En un libro que leí decía que la paciencia es la esquina donde se une el amor con la sabiduría (de esas definiciones que nunca olvidas y que te dejan pensando) y dije ajá y qué tiene que ver el amor con la paciencia, y luego de mucho tiempo reflexionando me di cuenta que totalmente tiene que ver con el amor.

Cuando amas a alguien , a algo o a ti misma eso te da la paciencia de esperar, de aprender o de valorar , y si lo mezclas con sabiduría de saber qué responder , cuándo responder y sobre todo para qué responder o reaccionar , la sabiduría es una especie de freno o de pausa de la película para elegir que es lo mejor que se puede reaccionar.

En esta aventura la paciencia ha sido clave, he tenido que decretarme a mi misma
(sí hablo con mi misma todo el tiempo, se los recomiendo) Paciencia Suz, cuando estamos en medio del cambio solemos ser menos tolerantes ante situaciones, chistes o imprevistos pues estamos de por sí ya en la alteración que nos provoca la incomodidad.

Algo que para lo que necesitaba paciencia era el deseo interno de que el cambio pase YA, llegué y dentro de mí me soñé que el próximo lunes todo sería normal y comencé a trabajar hasta abrumarme al darme cuenta de que necesitaba vivir este proceso de cambio y que tomaría tiempo, NO pasa y YA . La paciencia te permite FLUIR , aceptar mejor lo que va pasar, te da FE de que todo se irá colocando en orden, energías positiva que impactan tu productividad.

Ser paciente por elección es una decisión que debes tomar.

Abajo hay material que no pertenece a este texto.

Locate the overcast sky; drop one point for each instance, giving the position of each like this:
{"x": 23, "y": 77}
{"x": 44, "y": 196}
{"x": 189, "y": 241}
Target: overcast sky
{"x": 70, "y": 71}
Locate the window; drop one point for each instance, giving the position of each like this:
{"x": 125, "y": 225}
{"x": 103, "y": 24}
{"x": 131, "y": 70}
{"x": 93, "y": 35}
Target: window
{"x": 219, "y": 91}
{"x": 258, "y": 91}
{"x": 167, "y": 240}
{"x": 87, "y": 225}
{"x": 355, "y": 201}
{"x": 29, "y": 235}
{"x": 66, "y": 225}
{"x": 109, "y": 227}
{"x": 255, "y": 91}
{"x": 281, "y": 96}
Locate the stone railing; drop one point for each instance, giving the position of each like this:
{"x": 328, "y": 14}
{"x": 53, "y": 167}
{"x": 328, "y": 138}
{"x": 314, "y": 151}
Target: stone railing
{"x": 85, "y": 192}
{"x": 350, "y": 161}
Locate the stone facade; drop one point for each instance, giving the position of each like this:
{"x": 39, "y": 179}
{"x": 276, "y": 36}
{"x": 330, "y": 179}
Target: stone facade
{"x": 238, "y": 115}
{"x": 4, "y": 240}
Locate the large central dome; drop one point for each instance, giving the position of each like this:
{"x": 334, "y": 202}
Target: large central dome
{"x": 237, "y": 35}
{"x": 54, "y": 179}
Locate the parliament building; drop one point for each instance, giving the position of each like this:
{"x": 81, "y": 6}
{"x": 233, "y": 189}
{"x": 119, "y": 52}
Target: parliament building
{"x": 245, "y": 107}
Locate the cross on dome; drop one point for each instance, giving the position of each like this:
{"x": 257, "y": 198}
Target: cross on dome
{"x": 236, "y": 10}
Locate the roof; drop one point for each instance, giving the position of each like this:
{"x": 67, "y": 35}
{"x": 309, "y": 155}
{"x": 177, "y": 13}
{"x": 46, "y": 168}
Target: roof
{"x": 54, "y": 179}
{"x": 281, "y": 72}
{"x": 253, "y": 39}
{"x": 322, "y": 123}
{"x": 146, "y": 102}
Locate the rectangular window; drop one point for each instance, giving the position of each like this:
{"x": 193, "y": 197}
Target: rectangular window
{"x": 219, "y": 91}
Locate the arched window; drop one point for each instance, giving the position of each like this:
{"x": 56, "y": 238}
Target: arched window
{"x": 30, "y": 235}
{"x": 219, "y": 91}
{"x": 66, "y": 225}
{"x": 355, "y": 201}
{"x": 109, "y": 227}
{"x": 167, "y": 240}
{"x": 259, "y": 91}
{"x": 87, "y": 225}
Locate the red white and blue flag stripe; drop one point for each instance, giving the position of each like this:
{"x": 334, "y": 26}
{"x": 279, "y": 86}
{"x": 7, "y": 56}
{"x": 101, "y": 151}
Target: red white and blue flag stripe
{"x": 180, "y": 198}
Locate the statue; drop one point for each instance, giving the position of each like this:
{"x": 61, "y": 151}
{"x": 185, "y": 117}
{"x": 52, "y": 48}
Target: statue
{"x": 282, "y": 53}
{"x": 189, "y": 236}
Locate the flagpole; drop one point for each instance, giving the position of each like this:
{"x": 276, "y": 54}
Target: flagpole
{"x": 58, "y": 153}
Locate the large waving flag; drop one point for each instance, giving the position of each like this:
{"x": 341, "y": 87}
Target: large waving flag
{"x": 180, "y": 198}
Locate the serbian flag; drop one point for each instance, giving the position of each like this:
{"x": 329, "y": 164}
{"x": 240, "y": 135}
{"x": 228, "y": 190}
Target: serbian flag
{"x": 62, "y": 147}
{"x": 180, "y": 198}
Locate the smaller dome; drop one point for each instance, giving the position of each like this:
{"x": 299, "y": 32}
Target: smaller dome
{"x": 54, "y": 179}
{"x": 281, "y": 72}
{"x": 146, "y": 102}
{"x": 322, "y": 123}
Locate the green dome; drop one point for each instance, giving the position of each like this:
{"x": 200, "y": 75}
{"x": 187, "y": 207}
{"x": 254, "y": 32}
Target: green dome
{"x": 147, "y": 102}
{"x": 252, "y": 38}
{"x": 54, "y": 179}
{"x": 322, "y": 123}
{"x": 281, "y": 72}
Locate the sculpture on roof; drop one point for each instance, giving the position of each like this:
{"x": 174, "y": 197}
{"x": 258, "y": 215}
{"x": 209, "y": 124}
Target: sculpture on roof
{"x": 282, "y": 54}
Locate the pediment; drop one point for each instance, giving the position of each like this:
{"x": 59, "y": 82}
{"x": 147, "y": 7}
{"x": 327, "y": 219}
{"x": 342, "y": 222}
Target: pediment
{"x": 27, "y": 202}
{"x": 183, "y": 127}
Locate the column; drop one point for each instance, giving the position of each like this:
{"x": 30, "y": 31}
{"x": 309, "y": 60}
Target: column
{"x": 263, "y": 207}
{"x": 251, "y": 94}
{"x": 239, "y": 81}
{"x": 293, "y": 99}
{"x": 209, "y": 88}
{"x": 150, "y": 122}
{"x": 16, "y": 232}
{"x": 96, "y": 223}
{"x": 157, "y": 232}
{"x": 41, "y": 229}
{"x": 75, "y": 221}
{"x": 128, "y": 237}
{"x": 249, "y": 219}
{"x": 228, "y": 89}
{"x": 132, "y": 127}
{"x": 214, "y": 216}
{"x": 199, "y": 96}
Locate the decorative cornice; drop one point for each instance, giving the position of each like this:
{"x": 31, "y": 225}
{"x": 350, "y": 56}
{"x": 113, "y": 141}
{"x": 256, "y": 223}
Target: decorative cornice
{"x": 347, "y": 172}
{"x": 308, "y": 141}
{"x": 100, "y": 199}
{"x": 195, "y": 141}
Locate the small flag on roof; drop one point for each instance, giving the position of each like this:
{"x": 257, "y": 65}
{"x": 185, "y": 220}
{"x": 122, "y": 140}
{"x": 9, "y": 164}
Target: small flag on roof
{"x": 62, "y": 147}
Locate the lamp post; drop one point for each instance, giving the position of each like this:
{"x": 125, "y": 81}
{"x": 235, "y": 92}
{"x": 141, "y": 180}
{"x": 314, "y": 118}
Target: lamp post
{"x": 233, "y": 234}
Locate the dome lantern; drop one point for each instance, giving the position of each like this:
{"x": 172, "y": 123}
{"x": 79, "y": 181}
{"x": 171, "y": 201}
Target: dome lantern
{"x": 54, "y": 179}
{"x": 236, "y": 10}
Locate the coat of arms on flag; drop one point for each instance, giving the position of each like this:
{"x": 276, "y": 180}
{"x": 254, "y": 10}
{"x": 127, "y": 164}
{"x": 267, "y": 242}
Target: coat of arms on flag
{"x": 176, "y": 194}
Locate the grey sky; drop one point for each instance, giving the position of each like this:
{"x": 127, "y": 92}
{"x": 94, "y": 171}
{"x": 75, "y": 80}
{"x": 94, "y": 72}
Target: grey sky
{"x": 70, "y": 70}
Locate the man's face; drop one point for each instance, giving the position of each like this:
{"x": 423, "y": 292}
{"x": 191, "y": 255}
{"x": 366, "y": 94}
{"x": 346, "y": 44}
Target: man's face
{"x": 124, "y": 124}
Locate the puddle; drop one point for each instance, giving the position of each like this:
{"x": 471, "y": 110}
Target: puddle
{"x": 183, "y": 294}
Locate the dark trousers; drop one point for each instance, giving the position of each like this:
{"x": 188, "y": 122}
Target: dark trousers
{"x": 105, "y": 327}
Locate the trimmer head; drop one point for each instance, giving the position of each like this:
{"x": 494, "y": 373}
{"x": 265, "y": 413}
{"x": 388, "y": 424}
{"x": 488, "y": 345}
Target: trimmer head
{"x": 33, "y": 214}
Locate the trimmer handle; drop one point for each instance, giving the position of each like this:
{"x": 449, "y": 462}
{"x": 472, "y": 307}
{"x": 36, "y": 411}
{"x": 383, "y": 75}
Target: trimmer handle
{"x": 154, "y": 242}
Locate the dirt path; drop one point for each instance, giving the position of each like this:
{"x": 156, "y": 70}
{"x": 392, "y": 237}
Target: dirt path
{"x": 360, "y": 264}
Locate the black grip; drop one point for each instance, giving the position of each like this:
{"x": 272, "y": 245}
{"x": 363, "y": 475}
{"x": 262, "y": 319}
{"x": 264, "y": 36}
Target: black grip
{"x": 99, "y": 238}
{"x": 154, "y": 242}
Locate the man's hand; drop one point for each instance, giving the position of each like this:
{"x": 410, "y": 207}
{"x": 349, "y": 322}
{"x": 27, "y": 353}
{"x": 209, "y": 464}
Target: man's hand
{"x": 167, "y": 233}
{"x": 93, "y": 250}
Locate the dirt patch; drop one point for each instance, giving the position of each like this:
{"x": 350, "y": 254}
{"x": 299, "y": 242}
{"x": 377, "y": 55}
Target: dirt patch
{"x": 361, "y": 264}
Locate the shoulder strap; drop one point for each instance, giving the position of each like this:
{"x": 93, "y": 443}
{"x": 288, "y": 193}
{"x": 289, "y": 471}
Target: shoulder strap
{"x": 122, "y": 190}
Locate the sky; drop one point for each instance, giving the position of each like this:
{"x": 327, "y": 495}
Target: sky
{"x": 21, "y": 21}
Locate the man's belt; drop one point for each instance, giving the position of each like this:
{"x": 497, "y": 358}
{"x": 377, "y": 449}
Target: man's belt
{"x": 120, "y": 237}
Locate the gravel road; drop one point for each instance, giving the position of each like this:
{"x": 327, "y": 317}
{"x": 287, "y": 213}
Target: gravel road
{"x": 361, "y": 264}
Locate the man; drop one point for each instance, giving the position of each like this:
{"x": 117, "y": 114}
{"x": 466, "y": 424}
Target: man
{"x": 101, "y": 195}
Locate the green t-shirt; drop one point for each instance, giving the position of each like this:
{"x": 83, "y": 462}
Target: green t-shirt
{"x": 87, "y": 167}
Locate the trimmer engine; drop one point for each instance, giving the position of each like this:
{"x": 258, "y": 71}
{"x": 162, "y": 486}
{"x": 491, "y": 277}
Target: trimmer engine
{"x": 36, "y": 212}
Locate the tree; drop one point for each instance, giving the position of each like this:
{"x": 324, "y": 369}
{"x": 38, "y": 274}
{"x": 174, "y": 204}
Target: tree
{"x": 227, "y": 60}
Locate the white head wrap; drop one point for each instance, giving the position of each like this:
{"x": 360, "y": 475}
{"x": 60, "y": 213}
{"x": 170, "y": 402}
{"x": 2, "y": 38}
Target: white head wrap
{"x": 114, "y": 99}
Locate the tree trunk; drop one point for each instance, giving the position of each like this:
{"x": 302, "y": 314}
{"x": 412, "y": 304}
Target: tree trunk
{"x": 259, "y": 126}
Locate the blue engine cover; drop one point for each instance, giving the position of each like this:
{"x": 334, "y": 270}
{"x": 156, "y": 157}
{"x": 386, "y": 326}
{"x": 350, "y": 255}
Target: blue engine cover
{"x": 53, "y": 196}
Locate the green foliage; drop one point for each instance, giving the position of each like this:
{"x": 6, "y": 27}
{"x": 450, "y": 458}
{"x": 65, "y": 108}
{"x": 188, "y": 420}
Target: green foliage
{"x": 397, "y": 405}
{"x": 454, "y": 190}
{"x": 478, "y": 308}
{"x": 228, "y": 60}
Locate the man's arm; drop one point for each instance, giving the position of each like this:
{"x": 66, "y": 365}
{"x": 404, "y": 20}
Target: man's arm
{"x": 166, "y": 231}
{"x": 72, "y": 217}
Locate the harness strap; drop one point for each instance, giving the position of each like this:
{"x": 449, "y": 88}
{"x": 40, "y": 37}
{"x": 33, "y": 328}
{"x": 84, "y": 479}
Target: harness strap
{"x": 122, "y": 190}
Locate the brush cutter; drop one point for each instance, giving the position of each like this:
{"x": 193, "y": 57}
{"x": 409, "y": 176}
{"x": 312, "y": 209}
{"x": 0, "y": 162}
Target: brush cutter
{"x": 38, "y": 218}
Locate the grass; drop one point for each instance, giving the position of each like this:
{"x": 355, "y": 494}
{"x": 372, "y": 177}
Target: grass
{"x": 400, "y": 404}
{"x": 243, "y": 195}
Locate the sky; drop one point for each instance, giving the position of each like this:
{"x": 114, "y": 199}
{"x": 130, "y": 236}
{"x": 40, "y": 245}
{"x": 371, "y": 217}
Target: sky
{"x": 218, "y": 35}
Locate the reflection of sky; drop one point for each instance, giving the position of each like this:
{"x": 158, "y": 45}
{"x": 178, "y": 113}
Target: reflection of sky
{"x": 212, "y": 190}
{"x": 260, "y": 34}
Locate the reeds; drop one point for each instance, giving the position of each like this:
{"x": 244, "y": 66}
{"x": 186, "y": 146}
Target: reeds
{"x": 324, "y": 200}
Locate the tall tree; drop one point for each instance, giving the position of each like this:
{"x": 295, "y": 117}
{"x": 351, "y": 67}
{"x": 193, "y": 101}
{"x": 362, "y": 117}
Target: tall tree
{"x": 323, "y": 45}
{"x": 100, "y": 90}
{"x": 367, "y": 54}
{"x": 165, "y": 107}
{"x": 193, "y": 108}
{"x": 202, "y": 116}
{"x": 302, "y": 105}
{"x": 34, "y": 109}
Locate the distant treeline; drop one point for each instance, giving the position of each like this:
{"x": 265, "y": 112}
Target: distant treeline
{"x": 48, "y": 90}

Los primeros días fracasé varias veces, me ví siendo impaciente conmigo misma, con los demás y con la realidad de que todo cambio conlleva de un tiempo de reajuste. LA paciencia? La vía más productiva de desacelerar y disfrutar el proceso , probablemente tiene muchos más aprendizajes cuando eliges la paciencia ante la tentación de perderla.

Al día de hoy- dos meses después aún no tengo muebles en mi hogar, me faltan detalles para concluir el proceso de mudanza y estimo que este proceso de cambio necesita de 3-6 meses para concluirse exitosamente, estoy tranquila con la idea del tiempo que tomará y pretendo agradecerlo, celebrar, aprender y vivir en presente todo lo que se me presente.